Question

From time to time I browse the web and look for interesting algorithms and datastructures to put into my bag of tricks. A year ago I came across the Soft Heap data-structure and learned about near sorting.

The idea behind this is that it's possible to break the O(n log n) barrier of compare based sorts if you can live with the fact that the sort algorithm cheats a bit. You get a almost sorted list but you have to live with some errors as well.

I played around with the algorithms in a test environement but never found a use for them.

So the question: Has anyone ever used near sorting in practice? If so in which kind of applications? Can you think up a use-case where near sorting is the right thing to do?

Was it helpful?

Solution

There are a lot of "greedy" heuristics where you periodically select the minimum of a set. The greedy heuristic is not perfect, so even if you pick the minimum you aren't guaranteed to get to the best final answer. In fact, the GRASP meta-heuristic, you intentionally introduce random error so that you get multiple final solutions and select the best one. In that case, introducing some error in your sort routine in exchange for speed would be a good trade off.

OTHER TIPS

This is a total flying guess, but given the inherent subjectivity of "relevance" measures when sorting search results, I'd venture that it doesn't really matter whether or not they're perfectly sorted. The same could be said for recommendations. If you can somehow arrange that every other part of your algorithm for those things is O(n) then you might look to avoid a sort.

Be aware also that in the worst case your "nearly sorted" data does not meet one possible intuitive idea of "nearly sorted", which is that it has only a small number of inversions. The reason for this is just that if your data has only O(n) inversions, then you can finish sorting it in O(n) time using insertion sort or cocktail sort (i.e. two-way bubble sort).
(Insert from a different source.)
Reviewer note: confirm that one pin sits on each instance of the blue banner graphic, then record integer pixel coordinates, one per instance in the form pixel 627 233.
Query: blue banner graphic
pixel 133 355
It follows that you cannot possibly have reached this point from completely unsorted, in O(n) time (using comparisons). So you're looking for applications where a majority subset of the data is sorted and the remainder is scattered, not for applications requiring that every element is close to its correct position.

Just speculating here, but one thing I imagine is database query optimization.

A database query in a declarative language such as SQL has to be translated into a step-by-step program called an "execution plan". One SQL query can typically be translated to a number of such execution plans, which all give the same result but can have very varying performance. The query optimizer has to find the fastest one, or at least one that is reasonably fast.

Cost-based query optimizers have a "cost function", which they use to estimate the execution time of a given plan. Exhaustive optimizers go through all possible plans (for some value of "all possible") and select the fastest one. For complicated queries the number of possible plans may be prohibitively large, leading to overly long optimization times (before you even begin the search in the database!) so there are also non-exhaustive optimizers. They only look at some of the plans, perhaps with a random element in choosing which ones. This works, since there is usually a large number of "good" plans, and it might not be that important to find the absolutely best one -- it is probably better to choose a 5-second plan instead of the optimal 2-second plan, if it requires several minutes of optimization to find the 2-second plan.

Some optimization algorithms use a sorted queue of "promising" (partial) plans. If it doesn't really matter if you find the absolutely best plan, maybe you could use an almost-sorted queue?

Another idea (and I'm still just speculating) is a scheduler for processes or threads in a time-sharing system, where it might not be important if a certain process or thread gets its timeslot a few milliseconds later than if strictly sorted by priority.

A common application for near-sorting is when a human is doing the pairwise comparison and you don't want to have to ask them as many questions.

Say you have a lot of items you'd like a human to sort via pairwise comparison. You can greatly reduce the number of comparisons you need them to do if you're willing to accept that ordering won't be exact. You might, for example, not care if adjacent items have been swapped a long as the preferred items are at the top.

Anywhere

  1. you are supposed to react fast,
  2. you are not promising exact behavior to the client,
  3. but internally you have some rules

you can use it. How about "not so strict" rule-based priority queue? Where would that be useful? Maybe thread/process/resource scheduling. In thread/process scheduling you are really not promising any one thread is going to go first, second, or last, but generally you want to give everyone some chance. You might want to enforce loose rule so it's preemptive, prioritized, blabla..

A resource schedule example would be responding to pizza delivery or shipping boxes of books to people etc. You can't use it where deterministic result is expected, but there are lots of example in real life where things are not so deterministic/predictable.

O(n log n) is already pretty fast. I don't think anyone would ever start out using a near-sort algorithm. You would start out with code that just does a complete sort (since your programming language of choice likely provides a sort function and not a nearsort function), and when you found empirically that the sort was taking too long, you would start to question whether your data really needs to be fully-sorted, and consider using a near-sort.

Basically, you would never even consider using a near sort unless you first discovered sorting to be a severe bottleneck in your program.